Soft matter with orientational order: Geometry and phenomenology
February 10, 2016 -
3:00pm to 4:00pm
Soft condensed matter is an exciting and rich field to work in. Advances in optical microscopy, proliferation of new materials and systems, open new avenues and pose new questions which cannot be answered within existing theoretical approaches. It is quite clear that chemistry and genetics alone cannot explain the variety of shapes and forms present in nature, and that multidisciplinary and multiscale approaches should be adopted. In this talk, I will show how phenomenological models can give insight into the development of complex self-assembled structures with characteristic patterns and geometries. I will argue that topological defects can capture essential features of macroscopic shape and relate it to microscopic order, providing a natural way to connect different length scales and to account for large deformations in soft and biological systems.

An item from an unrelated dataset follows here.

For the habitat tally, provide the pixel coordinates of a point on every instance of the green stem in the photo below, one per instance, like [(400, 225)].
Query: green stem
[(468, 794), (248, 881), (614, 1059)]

I will describe liquid crystalline materials with 2-fold (nematic), 3-fold (triatic) and 4-fold (tetratic) orientational order and construct new energetically favourable solutions for 1/3 and 1/4 disclinations, with the latter resulting into the formation of cube as a ground state. The proposed continuum description allows to compare our results with recent experiments on confined fd-viruses. On the larger scale, I will introduce a novel framework of defect guided folding, relevant to discuss the development of biological materials with layered microstructure, in particular cerebral cortex, fingerprints and lung surfactant.